Swing Your Sword by Mike Leach

Now, I know this book has been out a while; but, I just now got around to reading (and finishing it in a day).  First off, I think Mike Leach has brought a lot of good to college football: from an innovative offense to actually making his players graduate and even though I’m a Texas grad, I always loved watching Tech play (and occasionally beat Texas and our stale offense powered by Greg Davis’ patented low-powered East-West offense).  It’s a shame that they fired Leach because I used to know the game with Tech would be a great game.. now, it just stinks (even with Texas being terrible, it still isn’t a good game).

The book starts out with Leach talking about his upbringing and he throws in stories here and there and it rambles around; much like I imagine any conversation with Mike Leach would go (which isn’t necessarily a bad thing).  He then talks about all his college coaching jobs and his various offensive philosophies and how to best run a football program.  Then, he also goes into detail about the whole Adam James scandal and you can probably figure out which side of the fence I fall on for that.

I can’t remember quite how long the book was other than the fact it took me one night to read it, so I’m going to say about 250 pages.  I found it well worth the time spent reading it, and it is an interesting book written by an interesting coach who is probably more interesting than the most interesting man in the world.

College sports investigations, sanctions, and other fun things we all know happen but don’t talk about since this is all amateur athletics and they don’t get paid for their performances

Looking at the college athletics landscape you can see multiple colleges in trouble with the NCAA and facing sanctions and investigations: USC’s basketball and football teams, University of Memphis’ basketball team, University of Tennessee’s football, and the list goes on.  The problem is, these sanctions never really solve the problem.  In many cases the breaking of the rules leads back to the head coach.  So why punish the school?  The coach can leave before the sanctions and fines hit and go away scot-free to the next school (for example, John Calipari and Lane Kiffin come to mind).

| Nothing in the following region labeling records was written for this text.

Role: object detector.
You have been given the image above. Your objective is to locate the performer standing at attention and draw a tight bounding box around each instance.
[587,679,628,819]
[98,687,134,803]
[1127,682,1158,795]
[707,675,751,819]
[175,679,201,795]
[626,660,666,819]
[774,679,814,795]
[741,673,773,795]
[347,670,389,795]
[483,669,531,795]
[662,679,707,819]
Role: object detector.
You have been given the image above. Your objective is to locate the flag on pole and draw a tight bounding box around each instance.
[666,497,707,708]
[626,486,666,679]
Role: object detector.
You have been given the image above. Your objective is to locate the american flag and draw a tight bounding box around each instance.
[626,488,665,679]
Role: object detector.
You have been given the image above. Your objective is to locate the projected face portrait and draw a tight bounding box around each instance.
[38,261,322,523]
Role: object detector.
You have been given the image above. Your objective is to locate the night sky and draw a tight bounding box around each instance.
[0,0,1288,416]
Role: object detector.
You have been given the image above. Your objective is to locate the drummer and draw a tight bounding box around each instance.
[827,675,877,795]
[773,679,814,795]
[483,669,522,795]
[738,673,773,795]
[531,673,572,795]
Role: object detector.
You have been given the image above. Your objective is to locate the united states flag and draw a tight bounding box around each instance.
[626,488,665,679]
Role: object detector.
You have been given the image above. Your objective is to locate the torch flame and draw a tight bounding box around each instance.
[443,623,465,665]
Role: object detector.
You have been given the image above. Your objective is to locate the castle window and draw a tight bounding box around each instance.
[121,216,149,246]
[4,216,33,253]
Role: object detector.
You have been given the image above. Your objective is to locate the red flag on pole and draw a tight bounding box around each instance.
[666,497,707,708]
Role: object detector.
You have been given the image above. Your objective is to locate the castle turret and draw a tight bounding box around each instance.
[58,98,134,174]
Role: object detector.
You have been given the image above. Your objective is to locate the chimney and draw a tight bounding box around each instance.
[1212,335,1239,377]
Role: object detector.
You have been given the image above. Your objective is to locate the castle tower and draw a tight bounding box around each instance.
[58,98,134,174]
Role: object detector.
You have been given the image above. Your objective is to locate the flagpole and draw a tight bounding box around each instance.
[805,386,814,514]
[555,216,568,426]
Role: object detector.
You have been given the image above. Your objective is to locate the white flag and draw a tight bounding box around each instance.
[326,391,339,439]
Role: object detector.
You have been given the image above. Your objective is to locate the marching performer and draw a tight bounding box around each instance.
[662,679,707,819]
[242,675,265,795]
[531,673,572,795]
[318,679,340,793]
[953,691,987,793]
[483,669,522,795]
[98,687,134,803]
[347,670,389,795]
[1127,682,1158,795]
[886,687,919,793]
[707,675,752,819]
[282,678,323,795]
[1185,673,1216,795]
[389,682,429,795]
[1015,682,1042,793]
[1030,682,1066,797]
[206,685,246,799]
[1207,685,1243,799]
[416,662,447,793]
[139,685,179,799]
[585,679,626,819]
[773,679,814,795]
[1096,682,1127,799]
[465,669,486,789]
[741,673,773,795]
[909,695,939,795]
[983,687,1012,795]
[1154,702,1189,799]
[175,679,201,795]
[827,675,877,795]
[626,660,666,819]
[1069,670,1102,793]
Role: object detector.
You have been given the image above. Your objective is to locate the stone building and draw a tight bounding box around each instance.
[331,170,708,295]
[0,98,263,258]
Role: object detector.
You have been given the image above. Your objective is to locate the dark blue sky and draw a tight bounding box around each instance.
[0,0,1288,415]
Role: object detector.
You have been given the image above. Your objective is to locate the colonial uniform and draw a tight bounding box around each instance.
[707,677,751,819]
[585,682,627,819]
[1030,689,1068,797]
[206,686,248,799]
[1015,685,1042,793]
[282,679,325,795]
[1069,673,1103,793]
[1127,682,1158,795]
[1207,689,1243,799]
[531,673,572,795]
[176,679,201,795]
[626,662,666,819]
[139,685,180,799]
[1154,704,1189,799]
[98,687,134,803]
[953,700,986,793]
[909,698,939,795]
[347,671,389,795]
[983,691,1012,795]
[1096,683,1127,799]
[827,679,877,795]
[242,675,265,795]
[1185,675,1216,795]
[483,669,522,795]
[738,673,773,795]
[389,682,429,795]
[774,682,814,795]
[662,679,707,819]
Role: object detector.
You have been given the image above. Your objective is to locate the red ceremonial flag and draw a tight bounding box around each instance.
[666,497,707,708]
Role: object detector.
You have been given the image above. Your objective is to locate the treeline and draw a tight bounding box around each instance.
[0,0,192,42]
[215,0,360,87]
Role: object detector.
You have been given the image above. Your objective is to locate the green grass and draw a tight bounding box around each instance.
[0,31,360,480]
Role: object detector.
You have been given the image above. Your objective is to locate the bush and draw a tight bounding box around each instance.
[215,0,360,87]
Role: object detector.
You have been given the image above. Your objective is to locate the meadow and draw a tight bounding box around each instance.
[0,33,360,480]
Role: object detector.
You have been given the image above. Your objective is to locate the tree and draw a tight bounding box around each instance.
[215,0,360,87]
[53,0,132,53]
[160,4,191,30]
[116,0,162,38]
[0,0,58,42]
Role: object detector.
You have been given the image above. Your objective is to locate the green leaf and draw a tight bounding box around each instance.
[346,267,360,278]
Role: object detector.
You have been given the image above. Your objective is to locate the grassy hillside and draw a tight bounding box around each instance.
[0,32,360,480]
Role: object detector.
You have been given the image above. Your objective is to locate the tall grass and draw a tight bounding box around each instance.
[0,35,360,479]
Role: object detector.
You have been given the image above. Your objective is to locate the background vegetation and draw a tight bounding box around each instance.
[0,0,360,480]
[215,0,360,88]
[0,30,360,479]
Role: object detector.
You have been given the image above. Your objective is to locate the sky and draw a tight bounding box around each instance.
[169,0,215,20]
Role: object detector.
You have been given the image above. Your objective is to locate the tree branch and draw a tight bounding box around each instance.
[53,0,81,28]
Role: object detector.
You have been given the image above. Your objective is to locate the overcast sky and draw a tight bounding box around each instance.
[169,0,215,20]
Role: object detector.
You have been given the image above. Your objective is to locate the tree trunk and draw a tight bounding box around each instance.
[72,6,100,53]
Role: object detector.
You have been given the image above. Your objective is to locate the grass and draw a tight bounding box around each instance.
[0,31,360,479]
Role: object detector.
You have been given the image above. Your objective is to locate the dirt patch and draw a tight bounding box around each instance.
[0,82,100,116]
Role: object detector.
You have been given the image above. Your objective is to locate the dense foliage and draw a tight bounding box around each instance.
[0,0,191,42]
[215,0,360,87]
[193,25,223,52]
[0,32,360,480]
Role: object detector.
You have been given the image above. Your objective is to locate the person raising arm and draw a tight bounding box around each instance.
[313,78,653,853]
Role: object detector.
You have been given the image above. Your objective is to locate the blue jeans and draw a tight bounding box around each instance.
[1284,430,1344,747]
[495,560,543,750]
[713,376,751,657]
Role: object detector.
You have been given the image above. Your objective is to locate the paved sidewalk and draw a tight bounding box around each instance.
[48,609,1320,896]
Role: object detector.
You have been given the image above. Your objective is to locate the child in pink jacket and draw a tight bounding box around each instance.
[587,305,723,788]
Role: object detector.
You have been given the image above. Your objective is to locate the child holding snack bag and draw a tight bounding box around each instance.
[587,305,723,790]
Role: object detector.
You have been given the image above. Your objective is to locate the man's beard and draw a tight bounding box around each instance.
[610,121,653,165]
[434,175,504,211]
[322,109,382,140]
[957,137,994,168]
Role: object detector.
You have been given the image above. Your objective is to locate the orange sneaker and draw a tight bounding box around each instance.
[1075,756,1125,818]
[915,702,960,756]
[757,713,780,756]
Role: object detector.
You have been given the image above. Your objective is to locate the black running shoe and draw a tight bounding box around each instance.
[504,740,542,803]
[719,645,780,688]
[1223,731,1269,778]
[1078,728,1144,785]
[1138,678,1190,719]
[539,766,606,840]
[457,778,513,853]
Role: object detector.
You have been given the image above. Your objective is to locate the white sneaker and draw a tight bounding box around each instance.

So an idea I discussed with my brother and father is to have some of the sanctions follow the coach (where appropriate).  The coach can either continue coaching at the same level through the sanction or sit out from coaching until the sanctions have run their course.  What do you, dear reader think?  Is this idea good, bad, or just plain stupid?  If so, what could be changed?

A coherent rant on why the BCS is crap

As college football fans we all hate the BCS.  It offers no resolutions to who truly is the best.  So everyone comes away cynical except for the team anointed number one (and even then there are issues).  So when I saw this article on Slate I was amazed.  First because it was on Slate and second because it was well written.  Bill James argues four points as to why the BCS is broken:

  1. That there is a profound lack of conceptual clarity about the goals of the method;
  2. That there is no genuine interest here in using statistical analysis to figure out how the teams compare with one another. The real purpose is to create some gobbledygook math to endorse the coaches’ and sportswriters’ vote;
  3. That the ground rules of the calculations are irrational and prevent the statisticians from making any meaningful contribution; and
  4. That the existence of this system has the purpose of justifying a few rich conferences in hijacking the search for a national title, avoiding a postseason tournament that would be preferred by the overwhelming majority of fans.

I’m sure there are more than 4 well-written arguments that can be made for why the BCS is such crap, but he does a good job in laying down reasons as to why the BCS is bad and why he thinks statistical analysts should steer clear of helping them.